Mi abuela fue a la universidad a los 54 años. Hizo amigos y disfrutó tanto del estudio como de la amistad que compartía con sus compañeros casi adolescentes. Hasta hoy procura mantenerse actualizada y conserva un espíritu juguetón que hace que su compañía sea un placer (nunca olvidaré que por años guardaba una libretita donde apuntaba los chistes que le causaban gracia).
Yo misma tengo unos amigos cuyas edades van de los veintimuchos a los cincuenta y tantos. Una mancha que no hemos compartido ni el colegio ni la ropa ni la música de moda. Comenzamos como un grupo de estudios y luego de un tiempo de dedicarnos a analizar y disfrutar la lectura, descubrimos que nos encantaba también conversar, el vino, cenar, el buen humor y la simpática compañía más allá de aquellos textos. La diferencia de edades resultó deliciosa. La marca generacional de cada uno nos acerca y nos enriquece.

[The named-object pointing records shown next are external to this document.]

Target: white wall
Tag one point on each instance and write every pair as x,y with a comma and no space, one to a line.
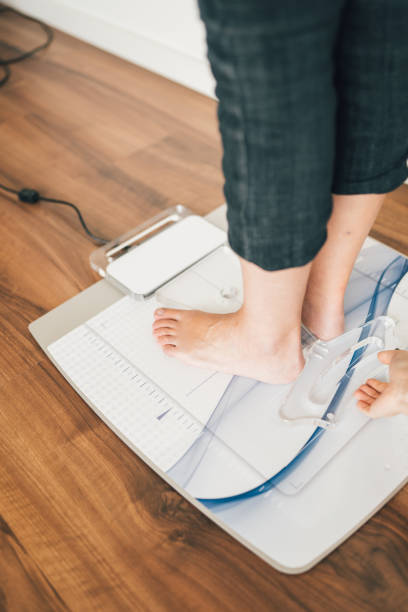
165,36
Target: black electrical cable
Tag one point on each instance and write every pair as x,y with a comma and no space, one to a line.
32,196
5,63
6,75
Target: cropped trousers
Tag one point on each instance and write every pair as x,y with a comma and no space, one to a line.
312,100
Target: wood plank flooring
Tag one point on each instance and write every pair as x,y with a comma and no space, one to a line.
84,524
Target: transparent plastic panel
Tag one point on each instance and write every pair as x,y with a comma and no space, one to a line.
330,366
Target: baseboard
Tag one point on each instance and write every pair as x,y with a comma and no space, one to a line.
127,43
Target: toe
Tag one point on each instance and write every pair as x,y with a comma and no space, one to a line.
171,323
164,331
166,339
167,313
378,385
361,395
370,391
364,406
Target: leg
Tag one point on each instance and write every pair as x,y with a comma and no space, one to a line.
349,224
261,340
274,72
371,146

¿Qué significa la edad? Podríamos suponer que los menores se divierten de una manera y los mayores de otra, y sin embargo, nosotros la pasamos muy bien siempre. Un día reparamos en esta diferencia y uno de ellos concluyó: “Es que somos los sin edad”.
¿Para qué importa tener tantos o cuántos años? Al parecer la evolución de nuestras vidas estaría marcada por determinadas etapas que en teoría naturalmente se cumplen con el paso del tiempo en este orden: terminar el colegio, estudiar en la universidad, comenzar a trabajar, de ser posible hacer un posgrado, casarse, tener hijos, comprar una casa, ir con los chicos al club o a la playa y verlos crecer mientras disfrutamos la vida y planeamos una feliz jubilación. Pero ¿es siempre así? ¿Ha sido así la vida de la mayoría de quienes leen esto ahora?
Miro a mi alrededor y veo historias distintas: parejas que hasta hoy no tienen hijos. Amigos que viajan y exploran el mundo y aún no compraron una casa porque ni siquiera se instalaron en una ciudad fija. Amigas que tuvieron hijos mientras estudiaban sus carreras. Chicos que tuvieron hijos, luego estudiaron y luego se casaron. Personas divorciadas empezando su vida independiente. Solitarios de toda la vida. Cada uno sorteando obstáculos en el camino, adaptándose a los cambios y dándole forma a sus vidas a medida que sus deseos y las oportunidades han ido confluyendo. Es decir, sin seguir ningún formato preestablecido.
Lo que me conecta con mis amigos es la mente abierta, los pocos prejuicios, el mucho respeto, la libertad y las ganas de estar juntos. Cada uno tiene su momento de ser escuchado y el protagonismo es democrático. Acá a todos nos interesa lo que le ocurre a los demás. Desde las vacaciones divertidas de unos, las aventuras filosóficas de otros, las exploraciones en las artes, los avatares del destino y la salud, los amores y desamores, la soledad y las canas, hasta los temas de crianza de papás primerizos, todo lo acogemos. Y la chispa no es patrimonio exclusivo de los jóvenes, y la profundidad no solo la traen los mayores. Pero el buen humor y la mirada honesta eso sí lo traemos todos.
Había oído que la juventud es una actitud, y no un número. Lo entendí mejor cuando los conocí a ellos, los ‘sin edad’. Me ha hecho bien esta amistad que atraviesa las fronteras generacionales: amplía mi mundo y me hace sentir que juntos celebramos la vida.